Long Island kıyısında yürüyordum ve aynı zamanda güneşin batışını izliyordum. Dalgaların sesi kıyıya her seferinde daha sert geliyordu. Kumların üstüne bir bez serdim ve oturdum. Yanımda getirdiğim doğal meyve sularından birinin kapağını açtım. Tam yudumlarken yanı başımda biri belirdi. Işık yüzünden gözlerimi başka tarafa çevirdim. Işık bitince o yöne tekrar döndüm.
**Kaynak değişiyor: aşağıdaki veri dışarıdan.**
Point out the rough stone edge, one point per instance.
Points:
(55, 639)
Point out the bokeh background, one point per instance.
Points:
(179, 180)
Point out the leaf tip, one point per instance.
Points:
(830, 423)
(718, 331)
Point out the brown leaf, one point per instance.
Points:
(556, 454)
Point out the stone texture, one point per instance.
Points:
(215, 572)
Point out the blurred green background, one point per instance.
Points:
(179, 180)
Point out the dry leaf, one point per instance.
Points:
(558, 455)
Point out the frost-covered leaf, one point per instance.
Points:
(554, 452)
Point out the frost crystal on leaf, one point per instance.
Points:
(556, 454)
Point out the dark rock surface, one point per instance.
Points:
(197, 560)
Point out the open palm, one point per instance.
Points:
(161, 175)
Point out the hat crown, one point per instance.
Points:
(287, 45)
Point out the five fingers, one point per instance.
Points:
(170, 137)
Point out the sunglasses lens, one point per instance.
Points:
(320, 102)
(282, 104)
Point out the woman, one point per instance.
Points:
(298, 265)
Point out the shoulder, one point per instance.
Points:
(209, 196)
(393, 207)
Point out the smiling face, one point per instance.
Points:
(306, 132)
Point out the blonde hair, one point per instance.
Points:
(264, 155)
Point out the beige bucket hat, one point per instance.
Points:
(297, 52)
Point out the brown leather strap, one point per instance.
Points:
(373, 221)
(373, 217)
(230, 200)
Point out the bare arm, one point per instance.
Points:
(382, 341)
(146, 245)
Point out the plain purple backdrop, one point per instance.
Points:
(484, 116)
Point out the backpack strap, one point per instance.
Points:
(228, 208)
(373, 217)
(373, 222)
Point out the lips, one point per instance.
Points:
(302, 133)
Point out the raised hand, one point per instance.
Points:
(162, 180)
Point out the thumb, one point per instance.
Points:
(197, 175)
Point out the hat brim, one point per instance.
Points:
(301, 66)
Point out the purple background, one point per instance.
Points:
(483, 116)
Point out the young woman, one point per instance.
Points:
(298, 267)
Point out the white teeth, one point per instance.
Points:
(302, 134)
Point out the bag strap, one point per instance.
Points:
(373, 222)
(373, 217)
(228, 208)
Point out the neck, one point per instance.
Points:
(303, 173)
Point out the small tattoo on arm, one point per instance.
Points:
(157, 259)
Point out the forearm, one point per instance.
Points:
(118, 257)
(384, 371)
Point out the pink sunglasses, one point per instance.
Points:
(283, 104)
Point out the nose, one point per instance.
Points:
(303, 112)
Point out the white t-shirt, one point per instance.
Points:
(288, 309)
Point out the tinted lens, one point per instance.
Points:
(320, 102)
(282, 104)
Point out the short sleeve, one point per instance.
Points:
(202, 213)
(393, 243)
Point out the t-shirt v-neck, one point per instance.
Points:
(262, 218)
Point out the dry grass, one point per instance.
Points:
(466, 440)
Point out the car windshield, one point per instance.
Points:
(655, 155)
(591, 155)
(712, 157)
Karşımda benimle aynı boyutlarda iri arı, kaslı biri vardı. Onu ilk başta çıkaramadım ama gözlerine baktığımda bugün hiç şanslı olmadığımı anladım. Yanımda Ares oturuyordu. Ares’i hiç sevmezdim. Umarım ters bir şey yapmamışımdır.
“Ares.” Aman tanrım hiç beklemediğim kadar rahat ve cüretkar konuşmuştum. Ne halt yiyordum ki.
“Evet o benim. Niçin burada olduğumu düşünüyorsun. Caleb için geldim.” Ooo koca Ares çocuklarını bu kadar önemser miydi? Gerçekten bu adam sinirlerime dokunuyordu ama karşımda bir Tanrı olduğunu hatırlamalıydım.Ama Ares duyduklarını es geçti. Çok şanslıyım.
“Caleb için geldim çünkü onunla aranızdaki ilişki beni çok ilgilendiriyor.”
“Nasıl oluyor?”
“Eğer Caleb’i seviyorsan onu bırakma. Geleceğin ve kehanetin hakkında onunda etkisi var unutma.” Ha ne diyordu bu? Kehanetim mi? Ares konuşmayı kötü götürdüğünü fark etmiş gibi doğruldu.
“Sonra görüşürüz.”
“Nereye gidiyorsun? Daha yeni gelmedin mi? Bu kadar az konuşacak kadar mı oğlunu seviyorsun.”
Ben arkasından bağırırken o çok uzaklaşmıştı.
“Merak etme onu önemsediğim için seninle daha güvenli bir yerde konuşacağım.”
Sonra ışık olup gitti. Meyve suyumda bitmişti.Toparlandım ve yürümeye devam ettim.